The point of our paper was not to suggest that logistic regression should not be used — our point was that multiple regression can achieve prediction results quite similar to logistic regression. Based on our experience working with and training fundraising professionals getting introduced to analytics, logistic regression can be intimidating. Our goal is always to get these folks to use analytics to help with their fundraising initiatives. We find many of them catch on with multiple regression, and much less so with logistic regression.

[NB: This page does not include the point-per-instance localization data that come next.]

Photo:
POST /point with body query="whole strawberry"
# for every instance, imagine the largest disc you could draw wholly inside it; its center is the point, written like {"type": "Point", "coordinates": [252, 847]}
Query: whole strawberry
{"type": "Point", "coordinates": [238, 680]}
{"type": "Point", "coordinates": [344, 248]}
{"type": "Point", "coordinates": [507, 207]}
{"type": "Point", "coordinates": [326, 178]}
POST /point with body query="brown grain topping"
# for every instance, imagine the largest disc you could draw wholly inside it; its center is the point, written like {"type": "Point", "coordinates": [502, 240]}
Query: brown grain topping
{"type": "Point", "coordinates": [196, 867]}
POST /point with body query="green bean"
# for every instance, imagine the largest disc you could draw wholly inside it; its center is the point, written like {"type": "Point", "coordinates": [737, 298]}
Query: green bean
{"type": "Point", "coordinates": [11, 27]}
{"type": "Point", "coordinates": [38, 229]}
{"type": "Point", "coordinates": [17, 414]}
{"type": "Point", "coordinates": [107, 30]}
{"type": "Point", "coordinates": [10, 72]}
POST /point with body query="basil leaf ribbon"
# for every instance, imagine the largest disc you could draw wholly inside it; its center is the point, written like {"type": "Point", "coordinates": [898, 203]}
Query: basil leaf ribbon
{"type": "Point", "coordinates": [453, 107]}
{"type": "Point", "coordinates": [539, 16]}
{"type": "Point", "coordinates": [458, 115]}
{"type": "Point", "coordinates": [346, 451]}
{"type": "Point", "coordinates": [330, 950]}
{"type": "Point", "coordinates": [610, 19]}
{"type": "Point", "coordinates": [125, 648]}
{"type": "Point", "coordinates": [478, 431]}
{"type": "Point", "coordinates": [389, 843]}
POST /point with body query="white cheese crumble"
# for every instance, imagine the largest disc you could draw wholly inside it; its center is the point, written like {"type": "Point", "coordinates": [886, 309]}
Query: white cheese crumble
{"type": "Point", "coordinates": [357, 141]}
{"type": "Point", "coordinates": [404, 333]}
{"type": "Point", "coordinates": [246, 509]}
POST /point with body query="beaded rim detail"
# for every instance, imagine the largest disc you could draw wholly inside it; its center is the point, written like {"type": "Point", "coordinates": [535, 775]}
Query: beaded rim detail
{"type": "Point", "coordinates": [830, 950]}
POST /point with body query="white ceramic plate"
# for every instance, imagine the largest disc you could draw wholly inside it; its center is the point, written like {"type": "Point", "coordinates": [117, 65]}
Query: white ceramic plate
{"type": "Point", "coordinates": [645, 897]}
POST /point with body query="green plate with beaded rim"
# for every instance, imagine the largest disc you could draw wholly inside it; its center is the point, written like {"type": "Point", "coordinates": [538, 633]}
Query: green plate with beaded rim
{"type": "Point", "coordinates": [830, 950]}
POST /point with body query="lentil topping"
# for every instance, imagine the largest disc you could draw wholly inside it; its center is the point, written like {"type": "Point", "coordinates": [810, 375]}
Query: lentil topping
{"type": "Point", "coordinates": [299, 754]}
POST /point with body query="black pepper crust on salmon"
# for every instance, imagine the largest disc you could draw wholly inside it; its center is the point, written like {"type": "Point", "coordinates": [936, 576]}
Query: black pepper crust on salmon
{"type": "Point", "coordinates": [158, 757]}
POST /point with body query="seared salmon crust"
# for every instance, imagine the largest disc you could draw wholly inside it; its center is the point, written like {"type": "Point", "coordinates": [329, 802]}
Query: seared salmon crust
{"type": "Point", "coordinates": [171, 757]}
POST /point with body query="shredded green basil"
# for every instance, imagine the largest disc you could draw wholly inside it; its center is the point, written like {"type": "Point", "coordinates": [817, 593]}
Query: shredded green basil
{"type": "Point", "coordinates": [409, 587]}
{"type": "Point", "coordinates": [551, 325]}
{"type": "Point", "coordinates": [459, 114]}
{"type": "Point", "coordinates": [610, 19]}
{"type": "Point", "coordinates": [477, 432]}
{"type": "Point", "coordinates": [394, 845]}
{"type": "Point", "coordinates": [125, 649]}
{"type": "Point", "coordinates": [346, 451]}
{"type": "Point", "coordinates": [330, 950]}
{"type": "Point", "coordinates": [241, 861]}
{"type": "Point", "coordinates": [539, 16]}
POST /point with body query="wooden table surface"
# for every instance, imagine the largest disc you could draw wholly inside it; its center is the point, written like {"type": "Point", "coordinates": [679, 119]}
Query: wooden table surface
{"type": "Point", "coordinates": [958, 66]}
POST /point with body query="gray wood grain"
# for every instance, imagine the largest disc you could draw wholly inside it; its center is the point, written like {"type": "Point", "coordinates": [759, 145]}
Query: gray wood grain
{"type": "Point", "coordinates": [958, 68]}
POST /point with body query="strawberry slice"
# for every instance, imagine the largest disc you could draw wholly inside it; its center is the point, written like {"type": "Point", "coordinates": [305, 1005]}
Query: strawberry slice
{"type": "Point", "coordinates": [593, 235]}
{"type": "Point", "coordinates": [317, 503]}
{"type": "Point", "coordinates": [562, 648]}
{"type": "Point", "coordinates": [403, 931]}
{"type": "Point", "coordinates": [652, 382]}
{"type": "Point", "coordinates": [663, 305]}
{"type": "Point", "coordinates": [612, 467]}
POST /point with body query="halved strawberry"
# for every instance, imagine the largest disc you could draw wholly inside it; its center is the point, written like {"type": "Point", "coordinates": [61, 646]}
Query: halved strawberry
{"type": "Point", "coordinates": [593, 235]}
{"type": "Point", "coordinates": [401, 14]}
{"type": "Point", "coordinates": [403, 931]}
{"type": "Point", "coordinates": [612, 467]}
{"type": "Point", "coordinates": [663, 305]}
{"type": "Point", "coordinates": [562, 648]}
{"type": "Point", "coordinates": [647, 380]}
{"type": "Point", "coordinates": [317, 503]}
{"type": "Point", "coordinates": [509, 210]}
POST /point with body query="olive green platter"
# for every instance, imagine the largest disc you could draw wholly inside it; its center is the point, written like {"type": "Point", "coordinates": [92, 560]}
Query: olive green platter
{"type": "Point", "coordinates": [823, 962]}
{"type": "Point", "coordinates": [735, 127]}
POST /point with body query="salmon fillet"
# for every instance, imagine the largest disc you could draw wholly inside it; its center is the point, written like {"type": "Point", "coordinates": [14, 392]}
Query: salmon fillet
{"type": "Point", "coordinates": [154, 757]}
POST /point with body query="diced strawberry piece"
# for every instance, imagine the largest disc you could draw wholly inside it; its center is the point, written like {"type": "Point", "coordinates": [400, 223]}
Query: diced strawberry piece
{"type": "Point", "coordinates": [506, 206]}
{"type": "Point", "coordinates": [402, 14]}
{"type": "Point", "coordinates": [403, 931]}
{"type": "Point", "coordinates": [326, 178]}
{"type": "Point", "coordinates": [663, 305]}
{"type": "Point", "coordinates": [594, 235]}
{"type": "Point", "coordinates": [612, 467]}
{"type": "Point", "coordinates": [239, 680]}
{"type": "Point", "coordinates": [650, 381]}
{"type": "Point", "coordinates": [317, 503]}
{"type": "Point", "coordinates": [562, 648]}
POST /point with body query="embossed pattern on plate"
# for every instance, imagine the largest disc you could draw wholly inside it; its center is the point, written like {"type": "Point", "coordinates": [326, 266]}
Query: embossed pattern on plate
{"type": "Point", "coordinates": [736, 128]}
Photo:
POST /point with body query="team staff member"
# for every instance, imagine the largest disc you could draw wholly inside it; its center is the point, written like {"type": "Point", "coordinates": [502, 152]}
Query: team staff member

Predicted values vs. probabilities
We understand that the predicted values generated by multiple regression are different from the probabilities generated by logistic regression. Regardless of the statistic modeling technique we use, we always bin the raw prediction or probability values into equal-sized score levels. We have found that score level bins are easier to use than raw values. And using equal-sized score levels allows for easier evaluation of the scoring model.
“I cannot agree”
Some commenters, knowledgeable about statistics, said they would not use multiple regression when the inputs called for logistic. According to the rules, if the target variable is binary, then linear modelling doesn’t make sense — and the rules must be obeyed. In our view, this rigid approach to method selection is inappropriate for predictive modelling. The use of multiple linear regression in place of logistic regression may not always make theoretical sense, but predictive modellers are concerned with whether or not a model produces an output that is useful in practical terms. The worth of a model is testable against new, real-world data, therefore a model has only one criterion for determining “appropriate” use: Whether it really predicts what the modeler claims it will predict. The truth is revealed during evaluation.
A modest proposal
No one reading this should simply take our word that these two dissimilar methods yield similar results. Neither should anyone dismiss it out of hand without providing a critique based on real data. We would encourage anyone to try doing something on your own with data using both techniques and show us what you find. In particular, graduate students looking for a thesis or dissertation topic might consider producing something under this title: “Comparing Logistic Regression and Multiple Regression as Techniques for Predicting Major Giving.”
Heck! Peter says that if anyone were interested in doing a study like this for a thesis or dissertation, he would be willing to offer advice on how to:
- Do a thorough literature review
- Formulate specific research questions
- Come up with a study design
- Prepare a proposal that would satisfy a thesis or dissertation committee.
That’s quite an offer. How about it?